Reviewed by Jon Parmenter (Cornell University)
Published on H-Atlantic (July, 2012)
Commissioned by W. Douglas Catterall (Cameron University of Oklahoma)
Indigenes Affecting Empires
This volume offers a fertile array of essays exploring the mechanisms and implications of imperial projections of power in the early modern world. Six of the nine contributions relate directly to the Atlantic context, but each in its own way will benefit all historians of early modernity. Atlantic specialists will gain crucial comparative insight into two key phenomena of relevance to their interests, one relatively predictable, the other much less so. First, the significance of "ocean lift capacity," or the ability to move troops and weapons safely within and between colonies and the metropole, for projecting power abroad receives careful examination in essays by Wayne Lee on North America, Douglas Peers on British India, and Marjoleine Kars on Dutch Berbice (p. 94). Second, and of concern to all authors in the volume, is the degree to which the historical trajectories of overseas empires depended on local indigenous contexts. No recent study does more than this important collection to reexamine the multifaceted inputs of indigenous populations as military allies, trading partners, opponents, and collaborators into the more familiar story of early modern Atlantic/global expansion.

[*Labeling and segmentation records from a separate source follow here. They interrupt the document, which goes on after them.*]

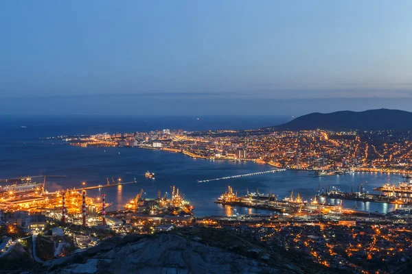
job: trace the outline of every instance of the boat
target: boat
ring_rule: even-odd
[[[149,171],[148,171],[144,175],[147,177],[147,178],[150,178],[150,179],[154,179],[154,173],[152,172],[150,172]]]
[[[30,179],[22,179],[21,182],[16,182],[13,184],[0,185],[0,192],[10,192],[13,193],[22,193],[34,192],[41,188],[42,184],[32,182]]]
[[[328,173],[325,171],[316,171],[313,177],[321,177],[328,175]]]

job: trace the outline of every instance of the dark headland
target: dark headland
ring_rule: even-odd
[[[412,129],[412,112],[398,110],[370,110],[310,113],[271,128],[277,130],[397,130]]]

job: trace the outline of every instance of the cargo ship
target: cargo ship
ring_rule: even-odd
[[[12,193],[23,193],[38,190],[41,188],[42,184],[32,182],[30,177],[23,178],[13,184],[0,184],[0,192],[9,192]]]

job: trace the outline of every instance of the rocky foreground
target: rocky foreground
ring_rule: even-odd
[[[246,237],[247,238],[247,237]],[[49,273],[332,273],[266,249],[236,233],[192,228],[112,238],[84,252],[45,262]]]

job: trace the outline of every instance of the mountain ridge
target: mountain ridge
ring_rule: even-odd
[[[381,108],[362,112],[341,110],[330,113],[313,112],[299,116],[271,129],[276,130],[409,130],[412,128],[412,112]]]

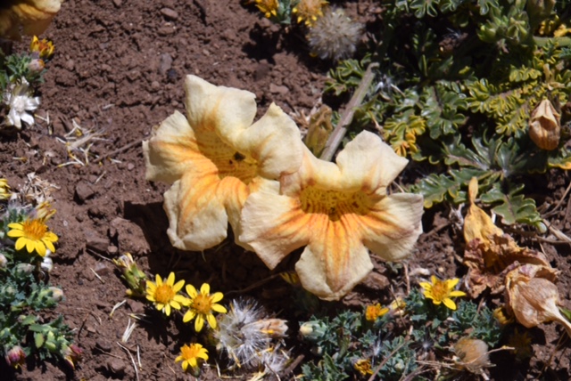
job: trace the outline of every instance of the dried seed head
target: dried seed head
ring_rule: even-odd
[[[571,336],[571,323],[559,312],[556,271],[547,266],[525,264],[506,276],[508,303],[517,321],[526,328],[559,321]]]
[[[481,374],[484,369],[492,366],[488,355],[488,345],[482,340],[462,337],[454,345],[454,362],[460,370]]]
[[[315,55],[339,61],[353,55],[361,32],[361,24],[347,17],[343,9],[327,8],[310,29],[307,39]]]
[[[551,102],[544,99],[532,112],[529,119],[529,137],[542,150],[553,150],[559,145],[561,114]]]

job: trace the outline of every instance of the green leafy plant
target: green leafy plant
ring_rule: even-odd
[[[0,179],[0,184],[4,185],[0,193],[6,195],[5,181]],[[16,199],[0,201],[0,351],[15,368],[35,355],[40,361],[64,361],[73,369],[82,353],[73,344],[73,332],[62,316],[49,320],[46,313],[63,298],[62,290],[49,283],[50,252],[44,248],[44,255],[29,253],[25,246],[17,250],[8,236],[14,223],[44,223],[37,219],[39,212]]]

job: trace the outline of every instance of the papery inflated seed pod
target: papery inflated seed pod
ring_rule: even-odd
[[[529,137],[542,150],[553,150],[559,144],[561,114],[550,100],[544,99],[532,111],[529,118]]]

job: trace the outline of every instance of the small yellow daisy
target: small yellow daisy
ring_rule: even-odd
[[[420,287],[425,290],[423,294],[426,298],[432,299],[433,303],[436,305],[443,303],[444,305],[451,310],[456,310],[456,304],[451,297],[465,296],[466,293],[463,291],[455,291],[454,288],[459,281],[458,278],[453,280],[440,280],[435,276],[430,277],[432,283],[420,282]]]
[[[279,7],[277,0],[255,0],[255,3],[260,12],[268,19],[277,16],[277,8]]]
[[[389,311],[389,308],[383,307],[378,303],[377,304],[368,305],[365,310],[365,319],[368,321],[375,321],[378,318],[385,315]]]
[[[212,328],[216,328],[216,318],[212,311],[219,313],[226,313],[228,311],[220,304],[217,304],[224,297],[221,292],[211,295],[211,286],[203,283],[200,288],[200,294],[193,285],[186,285],[186,293],[190,296],[190,309],[185,313],[182,320],[186,323],[193,319],[194,320],[194,330],[200,332],[204,325],[204,320]]]
[[[40,256],[46,256],[46,249],[55,252],[54,243],[57,242],[57,236],[47,231],[44,220],[32,218],[22,223],[8,223],[8,227],[12,229],[8,231],[8,237],[18,239],[16,250],[26,247],[28,253],[32,254],[36,250]]]
[[[187,371],[189,366],[192,369],[196,369],[199,360],[206,361],[208,351],[200,344],[194,343],[190,345],[184,345],[180,348],[180,356],[175,359],[175,362],[182,361],[182,369]]]
[[[323,7],[327,4],[325,0],[301,0],[292,10],[297,15],[297,23],[305,22],[312,27],[318,18],[323,16]]]
[[[170,307],[180,310],[183,305],[187,305],[190,302],[182,295],[178,295],[185,285],[184,280],[178,280],[175,284],[175,273],[170,272],[166,282],[159,274],[155,278],[156,283],[152,281],[146,282],[146,298],[156,305],[157,310],[169,316],[170,315]]]
[[[8,180],[0,179],[0,199],[8,199],[12,197],[10,191],[10,185],[8,185]]]

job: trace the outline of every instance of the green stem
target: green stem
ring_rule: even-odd
[[[375,73],[373,73],[373,69],[378,67],[378,63],[373,62],[368,65],[363,77],[360,80],[360,84],[359,84],[359,87],[355,90],[353,96],[347,103],[345,109],[341,114],[341,118],[339,119],[339,123],[335,126],[335,130],[327,139],[327,142],[326,143],[325,149],[323,150],[323,153],[319,157],[322,160],[331,161],[333,158],[333,155],[335,155],[337,148],[341,144],[341,141],[345,136],[347,133],[347,127],[351,125],[351,122],[353,120],[353,115],[355,114],[355,109],[360,106],[361,102],[365,99],[367,93],[368,93],[368,88],[375,78]]]

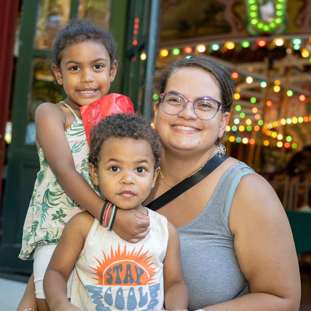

Lee opens the volume with an introductory essay that gently takes aim at the Jared Diamond school of inevitable European conquests abroad by addressing the peculiarities and historiographical foibles attending its most frequent example: the so-called Spanish conquest of the Americas. Arguing that local peoples "proved to be essential determinants of imperial success or failure" around the world during an era in which organic energy (winds, tides, falling water, draft animals, sunlight, and derivatives of agricultural and pastoral products) governed human actions, Lee points out the extensive reliance on indigenous allies by Spanish conquistadors (p. 1). He encourages readers to reject assertions of the paradigmatic nature of the "Spanish story" of small numbers of Europeans achieving seemingly fantastic conquests of much larger Native populations and making off with a vast amount of mineral wealth in the process (p. 3). Instead, Lee proposes a radical alternative understanding, contending that the Spanish New World Empire, as well as the trading-post networks of other early modern European oceanic empires, may be better understood as "merely a punctuated series of strategic locations from which influence inland was carried by indigenous hands" (p. 8). For Lee, understanding the problems faced by progenitors of empire in unfamiliar spaces, such as controlling territory (or claims to it), adjusting to local military conditions, and accommodating indigenous allies politically, constitutes a more valid approach to Atlantic history than proceeding "backward" with explanations grounded in known outcomes, as a later essay puts it (p. 92). Factoring in the question of change over time, Lee wants historians to be more attentive to thinking about how long such circumstances obtained in particular colonial contexts. In this deceptively simple proposal, we find a significant methodological technique for complicating and challenging simplistic, triumphalist narratives of the eventual domination of the Atlantic World by peoples of European descent.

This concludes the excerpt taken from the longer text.